L’histoire pas si lointaine nous parle de la tragédie du silence professionnel. Au début du vingtième siècle, le sociologue Max Weber affirmait que les intellectuels ne devaient émettre aucune opinion politique ni dire quoi que ce soit qui puisse être considéré comme partisan. Comme nous le savons, sous le nazisme, non seulement les psychiatres mais la plupart des membres du clergé, professeurs, avocats, médecins et autres penseurs allemands sont devenus des catalyseurs passifs de certaines des pires atrocités commises par un dirigeant politique dangereux. . L’Association médicale mondiale a publié sa Déclaration de Genève de 1948 (Association médicale mondiale, 2017) après avoir reconnu que le silence ou la collusion active avec un régime destructeur est contraire aux objectifs humanitaires de la médecine.

Nous vivons dans des circonstances où les normes et standards de la pratique médicale exigeraient que nous parlions afin de protéger la santé et la sécurité de la société.

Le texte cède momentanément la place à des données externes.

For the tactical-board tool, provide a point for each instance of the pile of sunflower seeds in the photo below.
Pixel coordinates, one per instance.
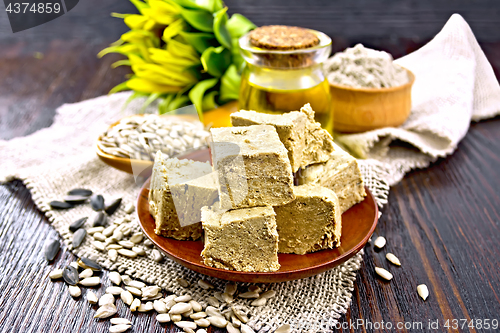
(140, 137)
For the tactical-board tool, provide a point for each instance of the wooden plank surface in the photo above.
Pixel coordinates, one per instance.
(442, 222)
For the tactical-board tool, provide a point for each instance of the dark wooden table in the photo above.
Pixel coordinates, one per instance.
(442, 222)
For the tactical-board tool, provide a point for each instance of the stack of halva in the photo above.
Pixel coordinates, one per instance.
(246, 205)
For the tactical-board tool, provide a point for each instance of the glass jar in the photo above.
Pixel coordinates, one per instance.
(277, 81)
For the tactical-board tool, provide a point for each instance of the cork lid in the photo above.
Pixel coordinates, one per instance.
(282, 37)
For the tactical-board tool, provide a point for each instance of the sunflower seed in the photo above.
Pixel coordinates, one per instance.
(139, 250)
(183, 298)
(284, 329)
(180, 308)
(202, 322)
(127, 244)
(119, 328)
(249, 294)
(106, 299)
(187, 324)
(230, 289)
(127, 297)
(246, 329)
(258, 302)
(240, 315)
(136, 303)
(213, 312)
(227, 298)
(127, 253)
(236, 322)
(91, 281)
(137, 237)
(146, 307)
(383, 273)
(129, 209)
(91, 297)
(105, 311)
(134, 291)
(52, 249)
(169, 303)
(163, 318)
(99, 220)
(205, 284)
(136, 284)
(75, 199)
(120, 321)
(195, 306)
(126, 279)
(86, 273)
(75, 291)
(77, 224)
(113, 255)
(175, 318)
(157, 256)
(379, 242)
(113, 206)
(70, 275)
(56, 274)
(231, 329)
(60, 205)
(78, 237)
(80, 191)
(94, 230)
(213, 301)
(268, 294)
(217, 321)
(115, 278)
(88, 263)
(114, 290)
(108, 231)
(198, 315)
(392, 258)
(159, 306)
(423, 291)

Un dirigeant politique majeur est suffisamment handicapé pour répondre, apparemment, à la définition juridique de la folie. Pour tous les pouvoirs qu’il détient, il devrait être considéré comme dangereux jusqu’à preuve du contraire par des tests neuropsychiatriques approfondis. Pourtant, seul un écran de dix minutes «fumée et miroirs» a été réalisé pour éviter un véritable examen. Pour le psychiatre responsable, ces stratagèmes déclenchent de plus grandes alarmes, car ils indiquent eux-mêmes la pathologie, sinon une tentative extrême de son entourage de masquer la pathologie.

Un livre à but non lucratif destiné à un service public (Lee, 2017) a prédit, il y a dix mois, que le pays pensait que son nouveau président allait s’installer dans son bureau, que son état allait empirer avec le temps. armes nucléaires. Des mois plus tard, les menaces répétées d’utiliser l’arsenal nucléaire ont commencé. Maintenant, le ministère de la Défense a subtilement mis fin à la politique de “non-première grève” et préconise l’utilisation de plus petites armes nucléaires (aussi grandes que celles éliminant Hiroshima et Nagasaki) (US Department of Defense, 2018). Il y a des tentatives pour saper les efforts diplomatiques déployés sur la péninsule coréenne pour rendre la guerre inévitable. Certains observateurs experts estiment que des préparatifs de guerre sont en cours avec l’Iran. Le “Doomsday Clock” du Bulletin des scientifiques atomiques est actuellement aussi proche que jamais de l’apocalypse symbolique.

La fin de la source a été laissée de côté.